Identifying Differentially Methylated Genomic Regions With Comethdmr**
Author(s): Gabriel J. Odom, Lissette Gomez, Tiago Chedraoui Silva, Ingrid Gonzalez, Suky Martinez, Jermaine Jones, Lily Wang
Affiliation(s): Florida International University, The University of Miami
Twitter: @RevDocGabriel
Because of the complex interdependencies inherent in epigenomics data, identifying differentially methylated regions (DMRs) remains a challenging task. However, many current methods of DMR detection focus on finding regions with a few highly significant differentially methylated CpGs, thereby failing to detect regions with small but pervasive differential methylation patterns.

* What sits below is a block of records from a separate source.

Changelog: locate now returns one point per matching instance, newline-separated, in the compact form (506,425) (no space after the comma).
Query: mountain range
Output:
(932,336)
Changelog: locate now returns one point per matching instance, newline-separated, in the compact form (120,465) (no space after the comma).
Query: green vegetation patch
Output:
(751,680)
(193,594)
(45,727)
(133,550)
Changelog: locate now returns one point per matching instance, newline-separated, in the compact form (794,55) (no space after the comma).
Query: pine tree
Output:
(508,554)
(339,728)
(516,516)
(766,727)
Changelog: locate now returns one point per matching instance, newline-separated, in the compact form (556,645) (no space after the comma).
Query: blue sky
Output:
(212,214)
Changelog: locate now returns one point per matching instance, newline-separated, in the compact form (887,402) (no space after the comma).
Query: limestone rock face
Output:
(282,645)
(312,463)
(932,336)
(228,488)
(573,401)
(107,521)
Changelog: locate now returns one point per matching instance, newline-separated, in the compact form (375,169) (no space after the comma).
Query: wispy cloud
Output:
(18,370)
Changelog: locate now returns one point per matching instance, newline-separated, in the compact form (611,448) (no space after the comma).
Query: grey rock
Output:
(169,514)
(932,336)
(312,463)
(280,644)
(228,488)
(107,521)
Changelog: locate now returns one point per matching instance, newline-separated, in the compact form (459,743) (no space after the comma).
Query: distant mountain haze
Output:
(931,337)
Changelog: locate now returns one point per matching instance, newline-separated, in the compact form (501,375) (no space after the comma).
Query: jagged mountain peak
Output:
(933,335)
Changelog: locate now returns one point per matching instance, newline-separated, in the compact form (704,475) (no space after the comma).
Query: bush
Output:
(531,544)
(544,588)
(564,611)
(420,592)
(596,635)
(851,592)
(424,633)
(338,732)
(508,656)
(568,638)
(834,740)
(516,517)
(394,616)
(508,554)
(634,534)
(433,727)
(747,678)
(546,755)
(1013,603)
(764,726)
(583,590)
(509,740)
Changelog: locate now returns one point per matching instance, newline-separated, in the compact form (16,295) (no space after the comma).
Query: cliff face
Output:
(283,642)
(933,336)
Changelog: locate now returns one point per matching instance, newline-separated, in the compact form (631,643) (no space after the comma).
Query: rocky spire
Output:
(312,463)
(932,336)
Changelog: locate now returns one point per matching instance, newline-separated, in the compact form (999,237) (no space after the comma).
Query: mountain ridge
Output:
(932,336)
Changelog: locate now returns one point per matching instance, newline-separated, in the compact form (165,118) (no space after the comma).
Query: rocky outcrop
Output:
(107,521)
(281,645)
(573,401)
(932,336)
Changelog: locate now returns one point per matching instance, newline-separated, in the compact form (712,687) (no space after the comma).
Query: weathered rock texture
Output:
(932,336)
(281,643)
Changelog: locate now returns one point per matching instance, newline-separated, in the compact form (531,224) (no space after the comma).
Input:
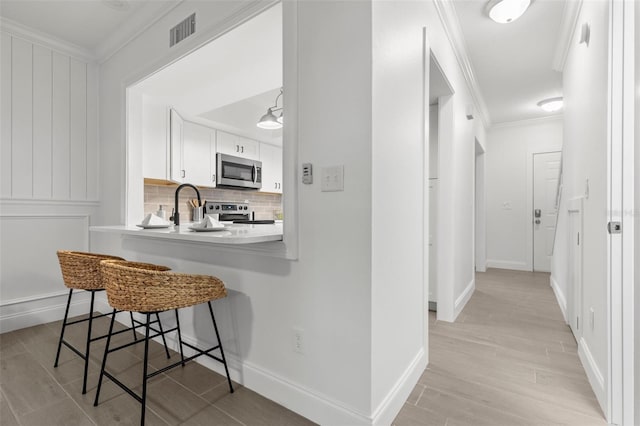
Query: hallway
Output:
(509,359)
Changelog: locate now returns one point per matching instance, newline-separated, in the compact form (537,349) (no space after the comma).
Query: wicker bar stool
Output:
(143,288)
(81,271)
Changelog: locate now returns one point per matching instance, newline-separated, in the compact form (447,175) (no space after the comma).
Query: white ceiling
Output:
(512,62)
(93,25)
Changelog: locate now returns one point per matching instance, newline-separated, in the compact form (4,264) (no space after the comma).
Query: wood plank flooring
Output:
(509,359)
(33,393)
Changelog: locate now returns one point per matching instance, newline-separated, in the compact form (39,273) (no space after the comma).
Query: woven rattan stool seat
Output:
(142,287)
(149,289)
(81,271)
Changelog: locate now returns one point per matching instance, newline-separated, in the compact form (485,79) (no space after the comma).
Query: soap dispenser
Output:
(161,212)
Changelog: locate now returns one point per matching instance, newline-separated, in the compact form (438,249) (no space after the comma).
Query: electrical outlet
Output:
(332,179)
(298,341)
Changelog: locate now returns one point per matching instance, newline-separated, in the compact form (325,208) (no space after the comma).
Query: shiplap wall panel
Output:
(78,129)
(5,117)
(60,130)
(92,134)
(22,119)
(42,114)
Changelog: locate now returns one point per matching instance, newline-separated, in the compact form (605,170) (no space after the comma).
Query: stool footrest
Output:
(135,342)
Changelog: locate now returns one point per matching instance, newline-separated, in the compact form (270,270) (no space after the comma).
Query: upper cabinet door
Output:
(196,154)
(239,146)
(176,131)
(271,157)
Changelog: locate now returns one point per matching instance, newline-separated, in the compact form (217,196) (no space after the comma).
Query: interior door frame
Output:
(574,296)
(530,190)
(621,199)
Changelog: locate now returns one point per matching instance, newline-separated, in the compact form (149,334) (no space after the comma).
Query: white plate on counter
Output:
(152,226)
(207,229)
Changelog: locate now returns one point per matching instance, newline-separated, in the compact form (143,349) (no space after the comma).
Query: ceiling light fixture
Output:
(551,104)
(506,11)
(269,121)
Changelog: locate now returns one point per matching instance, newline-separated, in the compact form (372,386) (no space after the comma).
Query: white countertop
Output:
(232,234)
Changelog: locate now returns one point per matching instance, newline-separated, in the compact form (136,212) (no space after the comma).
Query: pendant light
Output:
(269,121)
(506,11)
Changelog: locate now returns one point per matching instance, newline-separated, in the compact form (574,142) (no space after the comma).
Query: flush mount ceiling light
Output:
(269,121)
(505,11)
(551,104)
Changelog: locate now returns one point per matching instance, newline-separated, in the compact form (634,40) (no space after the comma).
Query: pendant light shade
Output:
(269,121)
(506,11)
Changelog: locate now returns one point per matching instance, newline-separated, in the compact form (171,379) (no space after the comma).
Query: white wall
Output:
(48,172)
(400,148)
(508,170)
(327,292)
(585,158)
(456,275)
(637,214)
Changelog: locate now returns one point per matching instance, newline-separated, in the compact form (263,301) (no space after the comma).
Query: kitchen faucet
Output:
(176,214)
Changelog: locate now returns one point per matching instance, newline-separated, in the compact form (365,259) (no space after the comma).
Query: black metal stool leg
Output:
(88,347)
(144,367)
(224,360)
(133,327)
(104,358)
(179,337)
(164,340)
(64,325)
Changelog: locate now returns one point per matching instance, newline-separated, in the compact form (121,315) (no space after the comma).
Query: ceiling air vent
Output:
(183,30)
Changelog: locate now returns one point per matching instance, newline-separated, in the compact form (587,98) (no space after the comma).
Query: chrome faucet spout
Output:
(176,213)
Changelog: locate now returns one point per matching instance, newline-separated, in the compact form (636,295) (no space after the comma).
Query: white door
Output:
(433,258)
(546,173)
(574,268)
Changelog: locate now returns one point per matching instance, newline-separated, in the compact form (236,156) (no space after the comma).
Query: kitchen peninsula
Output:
(232,234)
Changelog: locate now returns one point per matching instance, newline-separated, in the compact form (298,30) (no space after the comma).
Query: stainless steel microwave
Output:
(236,172)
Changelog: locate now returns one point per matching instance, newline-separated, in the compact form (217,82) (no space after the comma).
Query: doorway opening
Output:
(440,126)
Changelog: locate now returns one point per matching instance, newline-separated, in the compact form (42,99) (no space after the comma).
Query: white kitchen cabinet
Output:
(239,146)
(198,149)
(271,157)
(176,132)
(155,140)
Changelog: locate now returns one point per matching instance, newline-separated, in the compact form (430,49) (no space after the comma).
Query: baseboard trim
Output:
(30,311)
(507,264)
(596,379)
(462,300)
(560,297)
(395,399)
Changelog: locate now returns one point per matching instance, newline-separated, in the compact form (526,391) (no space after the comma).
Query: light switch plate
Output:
(332,179)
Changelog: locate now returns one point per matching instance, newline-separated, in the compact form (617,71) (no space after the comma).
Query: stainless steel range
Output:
(228,211)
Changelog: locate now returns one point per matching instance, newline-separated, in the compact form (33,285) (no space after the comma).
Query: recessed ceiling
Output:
(84,23)
(230,82)
(513,62)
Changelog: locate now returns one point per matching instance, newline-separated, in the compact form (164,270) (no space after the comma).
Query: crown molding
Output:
(528,121)
(133,27)
(34,36)
(451,23)
(568,24)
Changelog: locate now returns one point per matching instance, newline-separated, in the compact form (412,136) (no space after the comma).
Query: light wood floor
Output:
(509,359)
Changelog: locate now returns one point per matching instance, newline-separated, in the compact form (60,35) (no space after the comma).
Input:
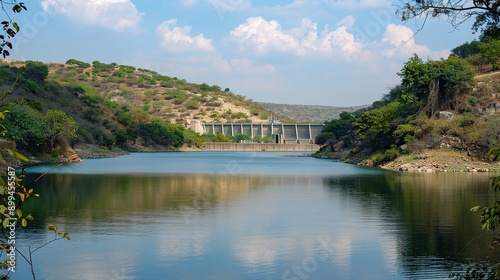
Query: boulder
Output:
(445,115)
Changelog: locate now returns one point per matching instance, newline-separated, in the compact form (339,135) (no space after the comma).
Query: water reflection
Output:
(355,224)
(428,214)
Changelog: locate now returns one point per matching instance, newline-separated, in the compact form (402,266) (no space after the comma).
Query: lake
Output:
(237,215)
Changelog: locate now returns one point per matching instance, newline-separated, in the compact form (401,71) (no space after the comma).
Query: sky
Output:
(311,52)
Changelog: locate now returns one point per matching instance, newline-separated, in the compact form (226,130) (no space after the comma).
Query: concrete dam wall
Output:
(258,147)
(281,133)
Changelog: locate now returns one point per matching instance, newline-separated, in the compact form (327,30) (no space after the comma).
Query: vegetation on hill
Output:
(307,113)
(49,107)
(445,104)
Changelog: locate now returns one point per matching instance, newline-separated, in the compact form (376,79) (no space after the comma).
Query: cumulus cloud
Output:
(359,4)
(264,36)
(118,15)
(187,3)
(401,42)
(247,66)
(177,39)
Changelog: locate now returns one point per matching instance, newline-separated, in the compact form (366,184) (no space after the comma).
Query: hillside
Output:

Additionally, these and many other methods often lose statistical power after multiple comparison corrections due to the massive volume of probes and/or subregions to test. For these reasons, we developed the coMethDMR R/Bioconductor package and DNA methylation analysis pipeline. The first step is to perform unsupervised clustering on the methylation data to detect regions of contiguous co-methylation; this clustering can also leverage additional information on CpG islands and other genomic regions. Then, the M-values in these clusters are tested against the phenotype of interest via a linear mixed model, that models both variations between CpG sites within the region and differential methylation with a continuous phenotype simultaneously. The overall slope of the cluster is tested against 0, so that statistical significance for a genomic sub-region implies that the DMR is associated with the continuous phenotype. We provide an example of this pipeline to analyze DNA methylation data for subjects addicted to heroin.